Sembra destinata a naufragare in un mare di carta la prima grande
prova della posta elettronica certificata.
Il problema – come riporta il Corriere della Sera – riguarda i
concorsi da professore universitario che dovrebbero partire in
autunno e che coinvolgono 180 commissioni, 900 esaminatori e circa
25mila candidati in lizza, non per una cattedra, ma per
l’ingresso negli elenchi dell’abilitazione nazionale. Proprio
l’imponente numero di partecipanti e la mole di documenti da
allegare alla domanda – 12 pubblicazioni – aveva convinto il
Miur a puntare sulla Pec.
Nel decreto che bandiva il concorso aveva scritto che le
“domande, corredate da titoli e pubblicazioni scientifiche sono
presentate per via telematica”. Ad opporsi è arrivato però il
parere del Consiglio di Stato secondo cui nel decreto occorre
precisare che “l'uso dell'informatica si limita alla
presentazione delle domande e del mero elenco dei titoli” dato
che “la trasmissione informatica può diventare troppo onerosa e
richiedere tempi di confezionamento e lettura più lunghi”

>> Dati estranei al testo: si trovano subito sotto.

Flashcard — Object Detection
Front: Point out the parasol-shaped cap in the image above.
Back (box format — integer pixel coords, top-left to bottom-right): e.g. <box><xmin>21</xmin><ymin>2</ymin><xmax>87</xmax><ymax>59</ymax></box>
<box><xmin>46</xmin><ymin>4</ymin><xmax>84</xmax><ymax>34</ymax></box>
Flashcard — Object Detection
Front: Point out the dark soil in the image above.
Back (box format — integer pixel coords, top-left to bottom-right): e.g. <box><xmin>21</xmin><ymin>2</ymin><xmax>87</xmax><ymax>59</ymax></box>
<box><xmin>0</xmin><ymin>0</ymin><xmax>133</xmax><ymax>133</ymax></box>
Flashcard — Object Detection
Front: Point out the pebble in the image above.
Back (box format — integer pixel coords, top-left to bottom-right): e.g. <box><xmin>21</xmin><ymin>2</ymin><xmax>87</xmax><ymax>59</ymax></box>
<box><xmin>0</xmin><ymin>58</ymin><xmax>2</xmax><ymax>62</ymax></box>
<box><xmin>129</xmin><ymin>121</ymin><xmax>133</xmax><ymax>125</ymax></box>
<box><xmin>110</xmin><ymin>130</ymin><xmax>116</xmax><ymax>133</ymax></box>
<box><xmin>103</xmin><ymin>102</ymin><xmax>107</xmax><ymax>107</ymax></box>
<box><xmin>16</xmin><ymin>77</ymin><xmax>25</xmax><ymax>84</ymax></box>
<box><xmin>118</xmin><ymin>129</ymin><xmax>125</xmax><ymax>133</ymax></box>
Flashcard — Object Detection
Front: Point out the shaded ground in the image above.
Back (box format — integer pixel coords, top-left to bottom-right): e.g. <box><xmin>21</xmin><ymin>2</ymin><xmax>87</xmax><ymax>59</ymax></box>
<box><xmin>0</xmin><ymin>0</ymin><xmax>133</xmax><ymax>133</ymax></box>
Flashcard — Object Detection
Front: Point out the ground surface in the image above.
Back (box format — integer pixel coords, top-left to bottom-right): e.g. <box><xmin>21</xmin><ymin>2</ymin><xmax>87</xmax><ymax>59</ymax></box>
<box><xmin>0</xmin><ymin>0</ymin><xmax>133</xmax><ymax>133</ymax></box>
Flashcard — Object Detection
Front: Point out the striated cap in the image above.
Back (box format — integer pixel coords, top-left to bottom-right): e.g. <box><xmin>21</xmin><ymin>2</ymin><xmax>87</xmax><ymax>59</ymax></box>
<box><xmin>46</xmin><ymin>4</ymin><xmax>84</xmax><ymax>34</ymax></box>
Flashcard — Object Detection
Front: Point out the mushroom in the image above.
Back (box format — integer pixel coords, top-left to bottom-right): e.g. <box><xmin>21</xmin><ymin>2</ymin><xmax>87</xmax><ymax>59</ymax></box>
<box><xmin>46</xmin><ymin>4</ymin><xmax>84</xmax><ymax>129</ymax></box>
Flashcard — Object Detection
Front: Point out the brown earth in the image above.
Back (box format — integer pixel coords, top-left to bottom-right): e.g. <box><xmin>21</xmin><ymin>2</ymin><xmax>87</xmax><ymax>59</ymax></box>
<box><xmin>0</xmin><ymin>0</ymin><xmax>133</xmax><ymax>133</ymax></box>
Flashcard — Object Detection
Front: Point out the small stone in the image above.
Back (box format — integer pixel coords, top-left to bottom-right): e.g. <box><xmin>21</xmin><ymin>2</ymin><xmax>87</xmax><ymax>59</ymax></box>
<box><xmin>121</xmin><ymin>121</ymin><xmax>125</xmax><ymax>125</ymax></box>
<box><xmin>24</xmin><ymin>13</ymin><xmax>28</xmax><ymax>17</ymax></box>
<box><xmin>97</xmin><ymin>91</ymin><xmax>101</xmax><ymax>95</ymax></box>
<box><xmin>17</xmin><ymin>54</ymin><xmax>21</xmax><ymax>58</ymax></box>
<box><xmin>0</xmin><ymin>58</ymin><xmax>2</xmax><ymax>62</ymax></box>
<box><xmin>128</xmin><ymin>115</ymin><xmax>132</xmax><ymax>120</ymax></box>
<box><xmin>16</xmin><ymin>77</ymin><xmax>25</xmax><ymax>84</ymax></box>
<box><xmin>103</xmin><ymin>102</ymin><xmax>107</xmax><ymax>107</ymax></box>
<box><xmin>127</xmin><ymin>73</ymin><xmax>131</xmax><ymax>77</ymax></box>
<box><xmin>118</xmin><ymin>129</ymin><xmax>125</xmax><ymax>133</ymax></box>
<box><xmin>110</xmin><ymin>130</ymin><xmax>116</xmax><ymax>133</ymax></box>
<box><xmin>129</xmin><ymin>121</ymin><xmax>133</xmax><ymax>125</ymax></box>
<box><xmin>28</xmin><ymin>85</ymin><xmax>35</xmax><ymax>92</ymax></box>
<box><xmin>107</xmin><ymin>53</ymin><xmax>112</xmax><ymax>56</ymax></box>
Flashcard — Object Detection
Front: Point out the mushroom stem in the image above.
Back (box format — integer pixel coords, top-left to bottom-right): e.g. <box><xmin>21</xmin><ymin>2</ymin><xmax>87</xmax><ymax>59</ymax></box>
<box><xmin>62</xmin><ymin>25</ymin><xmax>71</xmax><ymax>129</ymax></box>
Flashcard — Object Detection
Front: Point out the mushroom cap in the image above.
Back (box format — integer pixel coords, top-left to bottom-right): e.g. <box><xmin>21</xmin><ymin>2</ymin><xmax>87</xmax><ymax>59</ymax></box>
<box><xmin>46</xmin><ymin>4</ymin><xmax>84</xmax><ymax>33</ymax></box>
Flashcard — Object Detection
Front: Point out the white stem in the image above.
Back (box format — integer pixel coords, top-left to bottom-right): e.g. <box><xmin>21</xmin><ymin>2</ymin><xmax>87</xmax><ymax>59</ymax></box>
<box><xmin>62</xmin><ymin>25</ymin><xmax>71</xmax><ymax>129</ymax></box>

rispetto a quella cartacea.
Il ministero ha provato a ribadire al Consiglio di Stato che il
ritorno al cartaceo determinerebbe costi aggiuntivi per 8 milioni
di euro. Puntualizzazione che però non sembra aver convinto il
massimo organo della giustizia amministrativa. “I risparmi di
spesa non sembrano così rilevanti a fronte della complicazione che
si introduce, pretendendo l'invio delle pubblicazioni
esclusivamente per via informatica”.
La palla passa ora al Consiglio dei ministri a cui spetta la
decisione finale ma certamente il parere del Consiglio di stato
peserà come un macigno sul voto dei ministri.